In America, "anything is possible" for those who work hard?
False.
In America, the unemployment rate is minimal?
False.
In America, poverty is relative and the poor live "like modest Europeans?"
False.
In America, those excluded from the health care system receive free care when they really need it?
False-really false.
In an excellent investigation, with clear and relevant examples, Michel Desmurget shatters the myth of a beautiful and prosperous America where everyone can succeed as long as they are hardworking and courageous. Taking the opposite view of the current dominant discourse on the virtues of the Anglo-Saxon liberal model, the author writes a disconcerting antithesis, based on American researchers, sociologists and journalists who have studied the failures of the American model and who, for the most part, recommend surprisingly European solutions (universal social security, introduction of a minimum wage indexed to inflation, federalized education, etc.).

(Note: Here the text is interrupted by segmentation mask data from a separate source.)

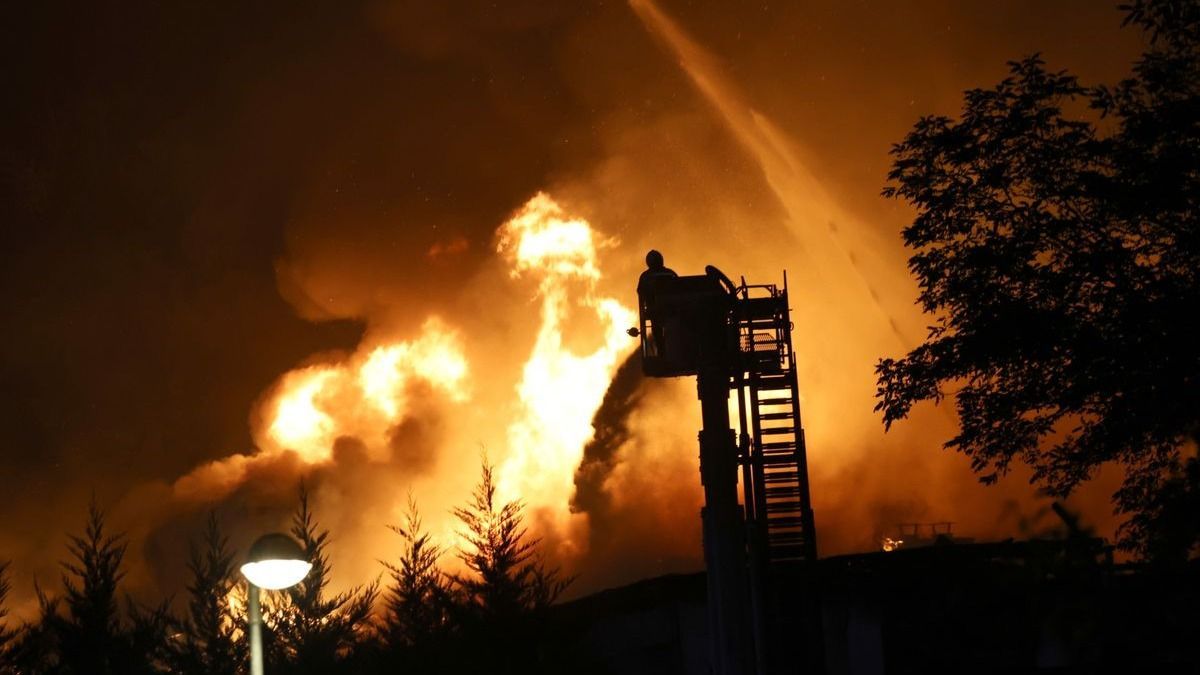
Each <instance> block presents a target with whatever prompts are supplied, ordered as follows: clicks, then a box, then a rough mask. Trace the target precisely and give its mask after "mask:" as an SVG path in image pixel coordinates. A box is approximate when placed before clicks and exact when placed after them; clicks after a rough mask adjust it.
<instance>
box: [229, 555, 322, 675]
mask: <svg viewBox="0 0 1200 675" xmlns="http://www.w3.org/2000/svg"><path fill="white" fill-rule="evenodd" d="M310 569H312V563H311V562H308V561H307V560H306V558H305V555H304V549H301V548H300V544H298V543H296V540H295V539H293V538H292V537H288V536H287V534H281V533H278V532H271V533H270V534H263V536H262V537H259V538H258V540H256V542H254V543H253V544H251V546H250V554H248V555H247V556H246V565H242V566H241V574H242V575H244V577H245V578H246V580H247V581H250V621H248V623H250V675H263V608H262V607H260V605H259V595H260V593H259V589H266V590H269V591H278V590H282V589H287V587H288V586H294V585H296V584H299V583H300V581H301V580H302V579H304V578H305V577H306V575H307V574H308V571H310Z"/></svg>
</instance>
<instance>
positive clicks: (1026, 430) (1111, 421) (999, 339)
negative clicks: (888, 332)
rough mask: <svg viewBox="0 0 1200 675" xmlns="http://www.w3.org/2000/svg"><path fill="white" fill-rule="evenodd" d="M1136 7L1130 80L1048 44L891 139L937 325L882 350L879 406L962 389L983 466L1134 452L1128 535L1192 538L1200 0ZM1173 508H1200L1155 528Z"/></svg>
mask: <svg viewBox="0 0 1200 675" xmlns="http://www.w3.org/2000/svg"><path fill="white" fill-rule="evenodd" d="M1124 11H1126V12H1127V19H1126V23H1128V24H1133V25H1135V26H1138V28H1140V29H1142V30H1144V31H1146V32H1147V35H1148V36H1150V37H1151V43H1150V47H1148V50H1147V52H1146V53H1145V54H1144V55H1142V56H1141V58H1140V59H1139V60H1138V61H1136V62H1135V64H1134V67H1133V73H1132V76H1130V77H1129V78H1127V79H1124V80H1123V82H1121V83H1118V84H1116V85H1115V86H1096V88H1090V86H1085V85H1082V84H1080V82H1079V80H1078V78H1075V77H1074V76H1072V74H1070V73H1068V72H1066V71H1050V70H1048V68H1046V66H1045V62H1044V61H1043V60H1042V59H1040V58H1039V56H1037V55H1033V56H1030V58H1026V59H1024V60H1021V61H1016V62H1012V64H1010V72H1009V76H1008V77H1006V78H1004V79H1003V80H1002V82H1001V83H1000V84H997V85H996V86H994V88H991V89H976V90H971V91H967V92H966V95H965V101H964V109H962V114H961V117H960V118H959V119H956V120H955V119H950V118H946V117H926V118H923V119H920V120H919V121H918V123H917V125H916V126H914V129H913V130H912V131H911V132H910V133H908V135H907V137H906V138H905V139H904V141H902V142H900V143H899V144H896V145H895V147H894V148H893V150H892V155H893V160H894V161H893V167H892V171H890V173H889V175H888V178H889V185H888V186H887V187H886V189H884V191H883V193H884V195H886V196H888V197H895V198H900V199H904V201H906V202H908V203H910V204H912V205H913V207H914V208H916V211H917V214H916V217H914V220H913V222H912V225H910V226H908V227H906V228H905V229H904V240H905V244H906V245H907V246H908V247H910V249H912V250H913V253H912V257H911V258H910V269H911V270H912V271H913V274H914V275H916V276H917V280H918V282H919V287H920V295H919V303H920V305H922V307H923V309H924V310H925V311H926V312H929V313H930V315H932V316H934V324H932V325H931V328H930V333H929V336H928V339H926V341H925V342H924V344H922V345H919V346H918V347H916V348H914V350H912V351H911V352H910V353H908V354H907V356H905V357H904V358H900V359H890V358H886V359H882V360H881V362H880V363H878V365H877V369H876V370H877V376H878V405H877V407H876V410H880V411H882V413H883V420H884V424H886V425H888V426H890V424H893V423H894V422H896V420H899V419H901V418H905V417H906V416H907V414H908V413H910V411H911V408H912V406H913V405H914V404H917V402H918V401H926V400H931V401H935V402H936V401H941V400H943V398H946V396H947V395H950V396H952V398H953V400H954V405H955V407H956V411H958V413H959V422H960V429H959V432H958V435H955V436H954V437H953V438H952V440H950V441H949V442H948V447H950V448H954V449H958V450H959V452H962V453H965V454H966V455H967V456H968V458H971V461H972V466H973V468H974V470H976V471H977V472H979V474H980V477H982V480H983V482H985V483H992V482H995V480H996V479H997V478H998V477H1000V476H1002V474H1004V473H1006V472H1007V471H1008V470H1009V468H1010V465H1012V462H1013V461H1014V460H1015V461H1020V462H1024V464H1026V465H1028V466H1030V467H1032V470H1033V477H1032V479H1033V480H1034V482H1036V483H1037V484H1039V485H1042V486H1043V488H1044V489H1045V490H1046V491H1049V492H1050V494H1054V495H1066V494H1068V492H1069V491H1070V490H1072V489H1074V488H1075V486H1078V485H1079V484H1080V483H1081V482H1084V480H1086V479H1087V478H1090V477H1091V476H1093V474H1094V472H1096V471H1097V468H1098V467H1099V466H1100V465H1103V464H1106V462H1116V464H1118V465H1121V466H1122V468H1123V471H1124V474H1126V478H1124V483H1123V485H1122V488H1121V490H1118V492H1117V494H1116V495H1115V502H1116V507H1117V510H1118V512H1122V513H1126V514H1129V515H1130V516H1132V520H1129V522H1128V524H1127V525H1126V526H1124V527H1123V528H1122V544H1123V545H1124V546H1127V548H1130V549H1135V550H1139V551H1141V552H1144V554H1151V552H1153V554H1158V555H1169V556H1176V557H1178V556H1182V555H1187V552H1188V551H1189V550H1194V549H1195V546H1196V545H1198V544H1200V538H1198V534H1200V531H1198V527H1200V526H1198V525H1196V524H1198V522H1200V512H1196V510H1193V512H1192V513H1189V514H1176V515H1170V514H1168V513H1166V512H1165V510H1163V509H1166V510H1170V509H1171V508H1175V507H1180V508H1184V507H1186V504H1189V503H1190V504H1195V501H1194V497H1190V501H1189V498H1180V500H1174V501H1171V500H1166V498H1162V500H1158V501H1156V498H1157V497H1156V496H1157V495H1160V494H1165V492H1164V490H1166V489H1168V486H1170V485H1175V492H1180V491H1181V490H1182V494H1192V495H1194V490H1195V486H1196V483H1190V484H1189V483H1187V482H1188V480H1194V478H1195V474H1196V470H1195V467H1194V464H1195V461H1196V460H1195V438H1196V437H1198V432H1200V389H1198V384H1200V378H1198V376H1200V348H1198V346H1196V345H1198V340H1196V335H1198V329H1200V322H1198V310H1196V307H1200V285H1198V279H1196V274H1198V270H1200V223H1198V220H1196V219H1198V216H1200V211H1198V209H1196V205H1198V203H1196V202H1198V199H1200V96H1198V94H1200V4H1198V2H1195V1H1194V0H1139V1H1136V2H1134V4H1132V5H1128V6H1124ZM1188 485H1190V488H1188ZM1188 490H1192V492H1188ZM1168 491H1170V490H1168ZM1171 504H1175V506H1171ZM1192 508H1194V506H1193V507H1192ZM1156 509H1157V510H1156ZM1152 512H1154V513H1152ZM1156 514H1157V515H1156ZM1171 522H1174V524H1180V525H1183V524H1186V522H1190V525H1183V531H1182V532H1181V531H1176V532H1175V533H1174V534H1172V536H1170V537H1165V538H1164V537H1158V538H1157V539H1156V540H1157V542H1158V544H1156V545H1153V546H1152V545H1151V540H1152V539H1154V537H1156V536H1154V534H1152V532H1151V531H1152V530H1153V528H1154V527H1157V526H1159V525H1163V526H1165V525H1168V524H1171ZM1188 530H1189V531H1188ZM1166 540H1170V542H1174V543H1172V544H1171V546H1170V549H1171V550H1170V551H1168V550H1165V549H1164V548H1163V545H1159V544H1163V543H1164V542H1166Z"/></svg>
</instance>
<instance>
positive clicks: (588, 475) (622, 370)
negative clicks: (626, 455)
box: [571, 352, 646, 538]
mask: <svg viewBox="0 0 1200 675" xmlns="http://www.w3.org/2000/svg"><path fill="white" fill-rule="evenodd" d="M644 386H646V377H644V376H643V375H642V359H641V354H640V353H638V352H634V353H632V354H630V356H629V357H628V358H626V359H625V362H624V363H622V364H620V368H618V369H617V375H614V376H613V378H612V383H611V384H610V386H608V390H606V392H605V394H604V400H602V401H601V402H600V410H598V411H596V414H595V418H594V419H593V420H592V429H593V430H594V431H593V436H592V440H590V441H588V444H587V446H583V459H582V460H581V461H580V467H578V468H576V470H575V494H574V495H571V512H574V513H586V514H588V521H589V522H588V528H589V534H590V536H592V537H593V538H594V537H595V536H596V534H595V532H596V530H599V528H601V527H602V528H605V530H607V527H608V524H607V521H608V519H610V510H611V508H612V495H610V494H608V492H607V491H606V485H605V484H606V483H607V480H608V477H610V476H611V474H612V471H613V468H614V467H616V466H617V461H618V456H617V453H618V450H620V448H622V446H624V444H625V443H628V442H629V441H630V438H631V437H632V430H631V429H630V428H629V416H630V414H631V413H632V412H634V410H635V408H636V407H637V406H638V404H640V402H641V400H642V395H643V392H642V387H644Z"/></svg>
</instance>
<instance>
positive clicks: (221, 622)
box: [169, 513, 248, 675]
mask: <svg viewBox="0 0 1200 675" xmlns="http://www.w3.org/2000/svg"><path fill="white" fill-rule="evenodd" d="M187 569H188V572H191V575H192V580H191V583H190V584H188V586H187V593H188V602H187V616H186V617H184V619H176V620H174V621H173V626H174V628H175V632H176V633H178V635H179V637H178V639H176V641H175V643H174V644H173V649H172V651H170V657H169V662H170V667H172V671H173V673H179V674H181V675H190V674H196V675H234V674H236V673H240V671H241V670H242V668H244V665H245V664H246V663H247V659H248V653H247V645H246V640H245V639H244V635H245V634H246V626H245V615H244V613H235V611H234V610H233V608H232V607H230V599H229V597H230V593H235V592H236V591H238V590H239V585H238V580H236V577H235V572H234V565H233V552H232V551H230V550H229V539H228V538H227V537H226V536H224V534H222V533H221V525H220V522H218V521H217V516H216V514H215V513H210V514H209V518H208V520H206V522H205V526H204V532H203V534H202V537H200V542H199V544H196V543H194V542H193V543H192V546H191V550H190V551H188V561H187Z"/></svg>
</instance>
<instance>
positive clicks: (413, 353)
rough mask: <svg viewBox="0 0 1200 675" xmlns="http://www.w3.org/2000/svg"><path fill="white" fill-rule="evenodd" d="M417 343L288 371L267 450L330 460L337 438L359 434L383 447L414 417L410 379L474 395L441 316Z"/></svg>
mask: <svg viewBox="0 0 1200 675" xmlns="http://www.w3.org/2000/svg"><path fill="white" fill-rule="evenodd" d="M421 330H422V333H421V335H420V336H419V337H418V339H415V340H413V341H409V342H404V341H400V342H389V344H378V345H374V346H371V347H361V348H360V350H359V352H358V353H355V354H354V356H353V357H352V358H350V359H348V360H347V362H344V363H342V364H335V365H318V366H311V368H304V369H299V370H294V371H292V372H288V374H287V375H284V376H283V377H282V378H281V381H280V384H278V387H277V394H276V395H275V398H274V399H272V400H270V401H269V402H268V405H266V407H265V408H266V411H268V414H266V419H268V420H269V422H268V423H266V424H265V431H264V432H263V434H262V435H260V438H259V447H260V448H262V449H263V452H265V453H278V452H286V450H290V452H294V453H296V454H298V455H299V456H300V458H301V459H302V460H304V461H306V462H308V464H317V462H324V461H328V460H329V459H330V456H331V453H332V447H334V442H335V441H336V440H337V438H338V437H341V436H354V437H356V438H359V440H360V441H362V442H364V443H365V444H366V446H367V448H368V449H372V448H378V447H383V446H384V444H385V443H386V435H388V431H389V430H390V429H391V428H392V426H394V425H395V424H396V423H398V422H401V420H402V419H403V418H404V417H406V416H407V414H408V407H409V406H408V399H407V396H408V384H409V383H410V382H412V381H414V380H415V381H422V382H425V383H427V384H430V386H431V387H432V388H433V389H436V390H439V392H440V393H442V394H443V395H445V396H448V398H449V399H450V400H452V401H463V400H466V399H467V398H468V389H467V387H466V383H467V374H468V366H467V359H466V357H464V356H463V353H462V348H461V346H460V345H458V339H457V334H456V333H454V331H452V330H450V329H449V328H448V327H446V325H445V324H444V323H443V322H442V321H440V319H437V318H431V319H428V321H426V322H425V325H424V327H422V329H421Z"/></svg>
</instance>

Michel Desmurget is a doctor of neuropsychology. He attended several major American universities (MIT, Emory, UCSF) and is now a research director at INSERM in cognitive neuroscience. He is particularly interested in the problems of brain organization and plasticity. He is the author of the book TV Lobotomy (Max Milo, 2022), which is based in part on his personal history. Exasperated by having to constantly justify the choice not to have television at home-and to prevent his children from having access to it-and not to be seen as a sociopath in the eyes of those around him, he has done a massive job to argue his point.